まだ、楽曲を聴き途中だが、俺の頭の中では、すでにどういった感じに仕上げて行こうかという組み立てが始まりだしていた。 詩から連想させられる物語のイメージと、それを強調させてくれる曲をどのように引き立たせるようにするのか、こうした構想を思い巡らせていた。
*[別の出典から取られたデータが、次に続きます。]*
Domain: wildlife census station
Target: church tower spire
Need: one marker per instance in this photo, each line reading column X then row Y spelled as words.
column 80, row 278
しかし何だろうか………今回、海未から手渡された海未の詩は、これまでのと比べてみると、少し大人びたかのような内容になっているようにも思える。 特に、エリチカたちが歌うだろうこの楽曲は、海未の性格には全く合わないだろう表現の仕方が描かれているのだ。
この数日の間で、一体何があったんだろうか?
心配が俺の中でうごめくので、何か問題でもあったら大変だと考えて聞いてみることに。
「なあ、海未。 お前、なんか体調が悪かったり、体を壊したとかなっていないよな?」
「何を言い出すのです、急に。 私は至って平常ですけど?」
「そうなのか? 以前までのお前だったら、こういった大人っぽい詩を作るなんて考えられなかったかなさ、心境の変化とかでもあったのかなって思っただけさ」
「ああ、その事ですか。 その詩は私だけが作ったわけではないのです」
「と言うと?」
「話しを持ちだしたあの後に、私が作りましたそれぞれの詩を真姫たちが見てくださったのです。 そして、みんなの思い思いの言葉をくみ取りまして、このような詩になったのです」
「そうだったのか……! どおりで……」
「海未が作ってくれた詩もいいと思うけど、結局それを歌うのは私たちそれぞれのグループなんだから、私たちも手伝わせてもらったってわけなのよ」
「はい、真姫たちが手伝ってくださったおかげで、より良い作品が作れた気がします。 本当にありがとうございます、真姫」
「べ、別に、海未だけのために頑張ったわけじゃないんだから!!」
そう言いながらも、頬を赤くしながら照れた表情を見せる真姫は、少しとばかり嬉しそうにも見えた。 ということは、俺がそんなに気をもまなくても、みんながそれぞれ努力してくれていたってわけか。 なるほど、これはより一層、編曲に力を加えないとな。
………そういえば………この前、真姫に編曲の仕方を教えてあげようかって話しをしたんだっけな? だとしたら、この楽曲を使ってやらせてみさせてもいいんじゃないか?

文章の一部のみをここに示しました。